Muirfield cosmetically fits the description of a links course to a T. Its soil is sandy and because of its lack of moisture, the grass tends to have short blades with long roots. The best way to describe its fairways would be like applying a coating of tightly cut grass on top of concrete. Only 92 of the courses in Scotland (17 percent) are true “links” courses.
The grass in Muirfield’s rough is often the wispy long grass which makes play very difficult even in a good lie. This spring was wet in East Lothian and the recent warm temperatures have made the seaside fescue grasses thick and tough to control shots from.
The bunkers at Muirfield will prove to be menacing and players will try to avoid at all costs, particularly in the fairways. Escape from these deep bunkers is only possible if the ball is not close to a sod stacked face. Many times a player will have to hit a shot sideways or even backwards to get the ball out of the bunker.
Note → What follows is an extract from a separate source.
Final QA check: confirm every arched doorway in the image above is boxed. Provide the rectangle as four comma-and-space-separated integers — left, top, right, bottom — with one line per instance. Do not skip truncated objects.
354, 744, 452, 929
The locals here are concerned that the dry and fast conditions (referred to as “wee bouncy”) will cause the scoring to be unusually low by Open Championship standards. In all likelihood, the wind will make things interesting and create all of the challenge the players need.
“It only takes about 10 mph of wind around here to make Muirfield challenging,” Sergio Garcia told me Tuesday night.
With the concrete-like ground conditions many players are hitting 5-irons off the tee downwind to 250 yards. Garcia admitted that he “only hit three or four drivers” in his practice rounds. At the same time, he was quick to point out that many of the fairways funnel into the bunkers and even with irons off the tee, bounces can present problems and balls will run out into bunkers.